A mulher tirou da estante o livro velho, de lombada gasta, e com ele nas mãos foi se sentar em um tamborete vermelho, que contrastava com o chão de ladrilho hidráulico, preto e branco. Ela estava em um sebo de livros no Catete, escondida num canto da casa onde ninguém podia vê-la, lá atrás. Havia no ar um cheiro de mofo e umidade, mas isso ela achava bom. Estar entre livros velhos, em um recanto sombrio e silencioso como aquele, dava-lhe sempre uma sensação de acolhimento. Estava entre os seus – embora, é claro, cercada de fantasmas.

As livrarias antigas, os sebos e bibliotecas, são sempre lugares assombrados. Mas bem assombrados. Há presenças ali, disso não se pode duvidar. Embora sempre presenças benignas. Não há nada a temer, pensou a mulher. Nesse mesmo instante ouviu um som atrás de si. Isso sempre acontece. Virou-se devagar. Era uma gata cinza, de olhos azuis, com uma pinta de formato estranho no nariz. Observou a mulher com seus olhinhos vesgos e depois desapareceu por trás de uma pilha de livros. Fantasmas.

A mulher sorriu. No fundo, sabia que sua inquietação não vinha de coisas simples como fantasmas. Vinha de percepções mais amplas, indagações profundas, perguntas que a perseguiam desde pequena, e que, às vezes, ardiam no peito. Havia dias em que acordava assim – e hoje era um deles. Não tinha jeito. Ia carregar, pela tarde e pela noite, o tempo todo, aquela sensação colada na alma.

Baixou os olhos e observou o livro que acabara de retirar da estante. O cego de Ipanema. Paulo Mendes Campos. O sol amarelo no alto da capa, contrastando com a parte de baixo, toda preta. Luz e escuridão. Infinito. Perguntas. Talvez naquele livro encontrasse, se não respostas, ao menos alívio, uma digressão qualquer que a ajudasse a fugir de suas inquietações tão antigas. Foi o que pensou. Mas estava enganada.
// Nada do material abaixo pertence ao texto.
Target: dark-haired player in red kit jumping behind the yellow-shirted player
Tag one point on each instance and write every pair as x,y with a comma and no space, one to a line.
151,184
Abriu o exemplar ao acaso, sem escolher a página (como gostava de fazer), e deu com o parágrafo final do conto-título. Leu:

“O cego de Ipanema representava naquele momento todas as alegorias da noite escura da alma, que é a nossa vida sobre a Terra. A poesia se servia dele para manifestar-se aos que passavam. Todos os cálculos do cego se desfaziam na turbulência do álcool. Com esforço, despregava-se da parede, mas então já não encontrava o mundo. Tornava-se um homem trêmulo e desamparado como qualquer um de nós. A agressividade que lhe empresta segurança desaparecera. A cegueira não mais o iluminava com o seu sol opaco e furioso. Naquele instante ele era só um pobre cego. Seu corpo gingava para um lado, para o outro, a bengala espetava o chão, evitando a queda. Voltava assustado à certeza da parede, para recomeçar momentos depois a tentativa desesperadora de desprender-se da embriaguez e da Terra, que é um globo cego girando no caos.”